Henry Calder

Personal information
- Full name: Henry Calder
- Born: 14 April 1858 South Stoneham, Hampshire, England
- Died: 2 May 1938 (aged 80) Southampton, Hampshire, England
- Batting: Right-handed
- Bowling: Right-arm off break
- Relations: Harry Calder (son)

Domestic team information
- 1882–1885: Hampshire
- 1892/93–1894/95: Western Province
- 1896/97: Eastern Province

Career statistics
| Competition | First-class |
| Matches | 10 |
| Runs scored | 288 |
| Batting average | 16.94 |
| 100s/50s | –/– |
| Top score | 44 |
| Balls bowled | 410 |
| Wickets | 10 |
| Bowling average | 22.20 |
| 5 wickets in innings | – |
| 10 wickets in match | – |
| Best bowling | 3/24 |
| Catches/stumpings | 5/– |
- Source: Cricinfo, 26 January 2010

= Henry Calder (English cricketer) =

English cricketer

Henry Calder (14 April 1858 – 2 May 1938) was an English first-class cricketer who played first-class cricket in both England and South Africa.

Calder was born in April 1858 at South Stoneham, Hampshire; his family could trace its history back to the famous Hambledon Club. He made his debut in first-class cricket for Hampshire County Cricket Club against Sussex at Hove in 1882. He next played for Hampshire in 1885, a season in which he made four first-class appearances. Following the loss of Hampshire's first-class status after the 1885 season, Calder continued to play second-class cricket for Hampshire until 1888. He later toured South Africa in 1891–92 with a team led by Walter Read, but did not feature in any of the matches that were retrospectively given Test status.

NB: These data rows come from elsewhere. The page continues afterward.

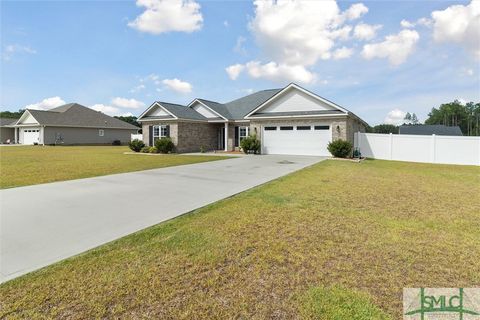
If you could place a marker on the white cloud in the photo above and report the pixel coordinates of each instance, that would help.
(46, 104)
(342, 53)
(365, 31)
(356, 11)
(407, 24)
(239, 48)
(279, 72)
(12, 49)
(127, 103)
(294, 35)
(395, 117)
(301, 32)
(137, 88)
(168, 15)
(111, 111)
(459, 24)
(234, 70)
(396, 47)
(177, 85)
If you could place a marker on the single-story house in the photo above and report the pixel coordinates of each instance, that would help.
(289, 120)
(7, 130)
(425, 129)
(70, 124)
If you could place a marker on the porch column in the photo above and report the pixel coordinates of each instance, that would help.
(226, 136)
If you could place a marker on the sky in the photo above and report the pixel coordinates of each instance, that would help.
(378, 59)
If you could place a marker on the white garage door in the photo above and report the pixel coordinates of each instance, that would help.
(305, 139)
(31, 136)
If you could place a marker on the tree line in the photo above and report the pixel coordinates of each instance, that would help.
(466, 116)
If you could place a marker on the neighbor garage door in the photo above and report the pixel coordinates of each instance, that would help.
(31, 136)
(304, 139)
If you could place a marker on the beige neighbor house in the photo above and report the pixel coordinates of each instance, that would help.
(7, 130)
(290, 120)
(70, 124)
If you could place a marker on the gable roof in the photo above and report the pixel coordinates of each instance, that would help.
(239, 109)
(7, 121)
(76, 115)
(425, 129)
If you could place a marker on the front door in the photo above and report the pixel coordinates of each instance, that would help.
(221, 138)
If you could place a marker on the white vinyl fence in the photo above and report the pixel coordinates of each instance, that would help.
(138, 136)
(419, 148)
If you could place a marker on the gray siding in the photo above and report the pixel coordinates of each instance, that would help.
(7, 133)
(86, 135)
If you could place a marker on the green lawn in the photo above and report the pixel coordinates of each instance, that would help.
(338, 240)
(22, 166)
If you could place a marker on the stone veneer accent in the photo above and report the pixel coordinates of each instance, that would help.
(192, 136)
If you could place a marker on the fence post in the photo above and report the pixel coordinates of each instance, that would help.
(391, 146)
(432, 148)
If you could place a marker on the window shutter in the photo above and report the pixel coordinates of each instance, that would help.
(150, 135)
(236, 136)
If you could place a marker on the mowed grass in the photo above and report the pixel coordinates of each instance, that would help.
(22, 166)
(337, 240)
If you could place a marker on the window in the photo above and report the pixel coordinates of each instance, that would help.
(304, 127)
(160, 132)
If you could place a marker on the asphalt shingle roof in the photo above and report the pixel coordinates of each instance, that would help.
(239, 108)
(424, 129)
(182, 112)
(7, 121)
(76, 115)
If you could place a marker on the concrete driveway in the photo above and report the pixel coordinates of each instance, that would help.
(46, 223)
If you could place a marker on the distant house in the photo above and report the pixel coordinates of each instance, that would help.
(7, 130)
(425, 129)
(70, 124)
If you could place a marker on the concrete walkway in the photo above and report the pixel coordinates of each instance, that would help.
(47, 223)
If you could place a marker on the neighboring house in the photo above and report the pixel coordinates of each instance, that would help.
(290, 120)
(70, 124)
(424, 129)
(7, 130)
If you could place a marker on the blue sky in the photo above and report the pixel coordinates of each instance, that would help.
(108, 56)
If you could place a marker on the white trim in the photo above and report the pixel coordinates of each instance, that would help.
(22, 117)
(203, 104)
(303, 116)
(156, 103)
(65, 126)
(293, 85)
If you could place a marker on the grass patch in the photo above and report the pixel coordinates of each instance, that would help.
(350, 231)
(338, 303)
(22, 166)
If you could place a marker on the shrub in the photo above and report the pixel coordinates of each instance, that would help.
(250, 144)
(136, 145)
(340, 148)
(164, 145)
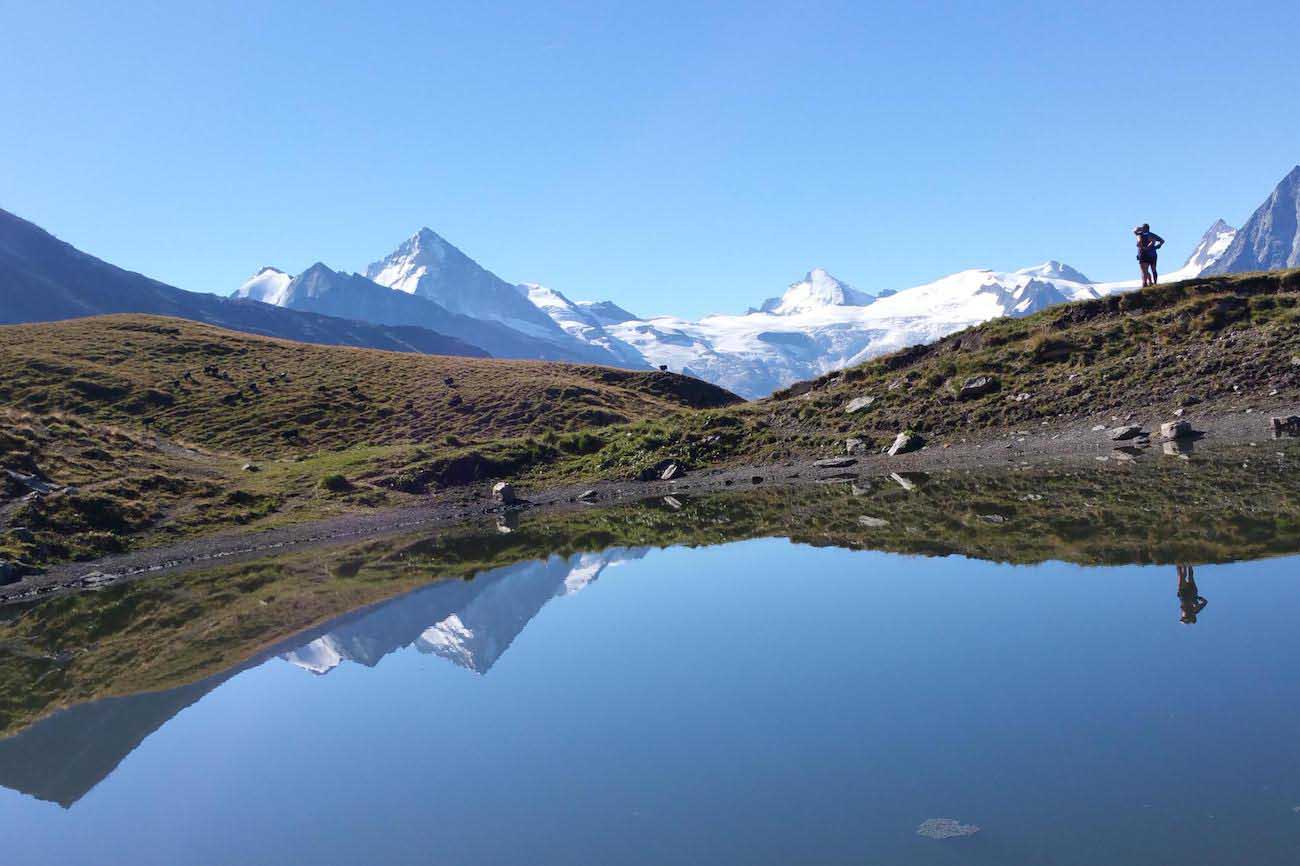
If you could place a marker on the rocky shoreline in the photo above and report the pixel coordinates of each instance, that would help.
(1110, 440)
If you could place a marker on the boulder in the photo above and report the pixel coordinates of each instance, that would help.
(905, 442)
(503, 492)
(976, 386)
(31, 481)
(1288, 425)
(858, 403)
(1126, 432)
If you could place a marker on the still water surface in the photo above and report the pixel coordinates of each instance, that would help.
(749, 702)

Shortly thereafter, Calder emigrated to South Africa, where in the 1892–93 Currie Cup he played two first-class matches for Western Province against Transvaal and Griqualand West. He captained Western Province in the final of the 1894–95 Currie Cup against Transvaal, which Western Province lost by 58 runs. He later made two first-class appearances for Eastern Province in the 1896–97 Currie Cup. In ten first-class matches, Calder scored 288 runs at an average of 16.94, with a highest score of 44. With his off break bowling, he took 10 wickets at a bowling average of 22.50, with best figures of 3 for 34. In South Africa, he had a son, Harry, who was named one of the five Wisden Cricketers of the Year in 1918.

Calder later returned to England, but emigrated back to South Africa with his family in 1921. There he tried to encourage Harry to join The Wanderers Club and pursue a career in first-class cricket, but to no avail. An accountant by profession, Calder died in Southampton in May 1938.